The Islamic and Indian paintings at the Freer|Sackler are breathing a huge sigh of relief now that the pressure is off! Over the last few months, the paper lab of the Department of Conservation and Scientific Research has rehoused more than one thousand individual folios into new window mats. The window mats relieve the paintings’ fragile surfaces from any pressure when stacked in storage boxes—critical for their long-term preservation. Plus, the paintings just look better that way.
Every painting had to be individually measured and the measurements entered into a spreadsheet. The data was sent in batches to an outside contractor. In return, every couple of weeks we would receive 200–250 newly cut mats. We then had to remove the paintings from their old folders, add new hinges, and attach them into the new mats. We make our hinges in-house from Japanese paper, and each hinge is cut to size to fit the particular folio. Since at least two hinges are used to hold each painting in the window mat, we went through more than 2,024 individual hinges! Although one thousand new mats were cut, 1,012 individual folios were rehoused, since some are presented in double window mats (a single mat with two window openings).

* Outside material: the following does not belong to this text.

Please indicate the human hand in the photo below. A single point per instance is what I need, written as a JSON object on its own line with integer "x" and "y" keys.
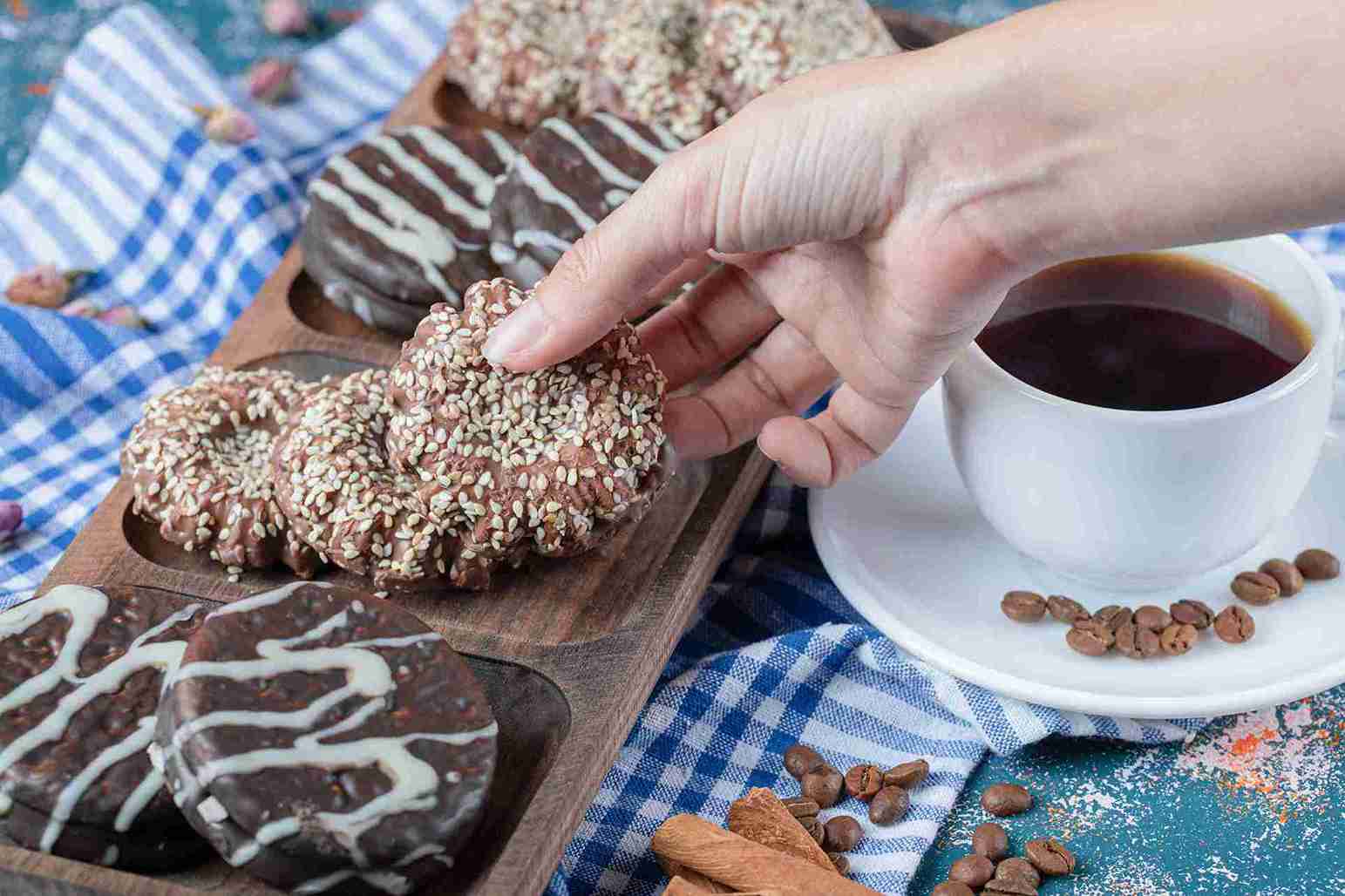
{"x": 839, "y": 262}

One hundred sixty-eight folios had already been placed in mats in-house for various rotations, exhibitions, and loans, bringing the grand total of matted folios to 1,180. But that’s not everything. We still have approximately one hundred Islamic and Indian paintings left to move into mats in the future. Then, on to other collections!
The project was funded by a Smithsonian Collections Care and Preservation Fund grant. It could not have happened without the untiring work of Amanda Malkin (Hagop Kevorkian Fellow in Islamic painting conservation and hinger extraordinaire), Stacy Bowe (mat-measuring maniac and intern), and Emily Cummins (pre-program intern).